Based on k8s api-server audit logs, it seems that tidb-operator for some reason is trying to create new discovery service again every reconsilation cycle:
{"kind":"Event","apiVersion":"audit.k8s.io/v1","level":"Metadata","auditID":"<auditID>","stage":"ResponseComplete","requestURI":"/api/v1/namespaces/tidb-test/services","verb":"create","user":{"username":"system:serviceaccount:tidb-admin:tidb-controller-manager","uid":"<uid>","groups":["system:serviceaccounts","system:serviceaccounts:tidb-admin","system:authenticated"],"extra":{"authentication.kubernetes.io/credential-id":["JTI=<JTI>"],"authentication.kubernetes.io/node-name":["k8s-main-1"],"authentication.kubernetes.io/node-uid":["<node-uid>"],"authentication.kubernetes.io/pod-name":["tidb-controller-manager-NN"],"authentication.kubernetes.io/pod-uid":["<pod-uid>"]}},"sourceIPs":["<sourceIPs>"],"userAgent":"tidb-controller-manager/v0.0.0 (linux/amd64) kubernetes/$Format","objectRef":{"resource":"services","namespace":"tidb-test","name":"basic-discovery","apiVersion":"v1"},"responseStatus":{"metadata":{},"status":"Failure","message":"services \"basic-discovery\" already exists","reason":"AlreadyExists","details":{"name":"basic-discovery","kind":"services"},"code":409},"requestReceivedTimestamp":"<requestReceivedTimestamp>","stageTimestamp":"<stageTimestamp>","annotations":{"authorization.k8s.io/decision":"allow","authorization.k8s.io/reason":"RBAC: allowed by ClusterRoleBinding \"tidb-operator:tidb-controller-manager\" of ClusterRole \"tidb-operator:tidb-controller-manager\" to ServiceAccount \"tidb-controller-manager/tidb-admin\""}}
Behavior of tidb operator is absolutely not clear from the tidb operator logs even with --v="5". I suggest to improve logs and log all mutations like a service creation.

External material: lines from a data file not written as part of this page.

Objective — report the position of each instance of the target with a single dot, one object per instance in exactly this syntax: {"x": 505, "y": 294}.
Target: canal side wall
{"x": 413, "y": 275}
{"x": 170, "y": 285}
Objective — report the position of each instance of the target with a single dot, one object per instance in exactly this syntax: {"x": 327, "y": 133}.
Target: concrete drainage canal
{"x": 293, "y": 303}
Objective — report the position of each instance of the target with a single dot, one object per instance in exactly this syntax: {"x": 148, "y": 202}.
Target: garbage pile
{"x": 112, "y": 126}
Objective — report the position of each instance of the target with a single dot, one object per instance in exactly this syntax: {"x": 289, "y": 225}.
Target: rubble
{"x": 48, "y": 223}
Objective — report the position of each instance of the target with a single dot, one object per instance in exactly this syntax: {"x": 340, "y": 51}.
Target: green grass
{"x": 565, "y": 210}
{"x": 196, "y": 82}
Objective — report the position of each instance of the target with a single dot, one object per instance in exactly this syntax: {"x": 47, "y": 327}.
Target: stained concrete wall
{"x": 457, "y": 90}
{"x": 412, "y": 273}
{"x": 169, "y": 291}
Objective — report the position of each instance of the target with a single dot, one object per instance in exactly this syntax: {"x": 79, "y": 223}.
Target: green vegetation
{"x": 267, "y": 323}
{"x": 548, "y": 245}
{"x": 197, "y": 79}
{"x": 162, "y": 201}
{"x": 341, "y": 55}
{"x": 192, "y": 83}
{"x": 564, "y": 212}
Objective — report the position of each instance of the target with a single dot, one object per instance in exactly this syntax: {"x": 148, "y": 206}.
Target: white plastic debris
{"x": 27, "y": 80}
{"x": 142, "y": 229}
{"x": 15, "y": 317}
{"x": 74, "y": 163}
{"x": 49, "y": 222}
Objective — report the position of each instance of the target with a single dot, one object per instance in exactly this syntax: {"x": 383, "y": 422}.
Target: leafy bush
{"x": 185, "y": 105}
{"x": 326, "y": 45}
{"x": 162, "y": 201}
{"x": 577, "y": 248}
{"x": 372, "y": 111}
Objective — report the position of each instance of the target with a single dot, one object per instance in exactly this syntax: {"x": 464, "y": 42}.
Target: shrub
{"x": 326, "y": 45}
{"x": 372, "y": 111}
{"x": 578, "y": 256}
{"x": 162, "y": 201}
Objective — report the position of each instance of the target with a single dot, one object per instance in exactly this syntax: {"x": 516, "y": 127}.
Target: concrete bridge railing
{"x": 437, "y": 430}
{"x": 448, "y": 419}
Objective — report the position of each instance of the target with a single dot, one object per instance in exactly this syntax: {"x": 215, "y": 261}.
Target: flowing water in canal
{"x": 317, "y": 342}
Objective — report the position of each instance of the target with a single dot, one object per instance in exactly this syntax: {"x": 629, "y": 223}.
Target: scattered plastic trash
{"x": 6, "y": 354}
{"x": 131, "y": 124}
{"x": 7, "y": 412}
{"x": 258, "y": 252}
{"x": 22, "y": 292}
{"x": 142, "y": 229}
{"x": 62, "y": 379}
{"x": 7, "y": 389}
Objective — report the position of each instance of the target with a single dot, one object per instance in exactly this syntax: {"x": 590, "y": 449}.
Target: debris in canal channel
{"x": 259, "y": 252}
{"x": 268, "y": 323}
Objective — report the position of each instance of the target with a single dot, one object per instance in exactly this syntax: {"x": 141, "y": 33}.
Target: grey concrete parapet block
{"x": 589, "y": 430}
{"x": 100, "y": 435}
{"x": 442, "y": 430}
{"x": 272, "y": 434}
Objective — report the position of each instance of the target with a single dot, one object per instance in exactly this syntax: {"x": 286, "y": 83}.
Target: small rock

I also see warnings in tidb operator logs (every 10 mins): v1 Endpoints is deprecated in v1.33+; use discovery.k8s.io/v1 EndpointSlice
What did you expect to see?
No warnings in k8s events, no attempts from tidb-operator to create second time properly working descovery service
What did you see instead?
tidb-operator is trying to create descovery service a second time every 30 sec.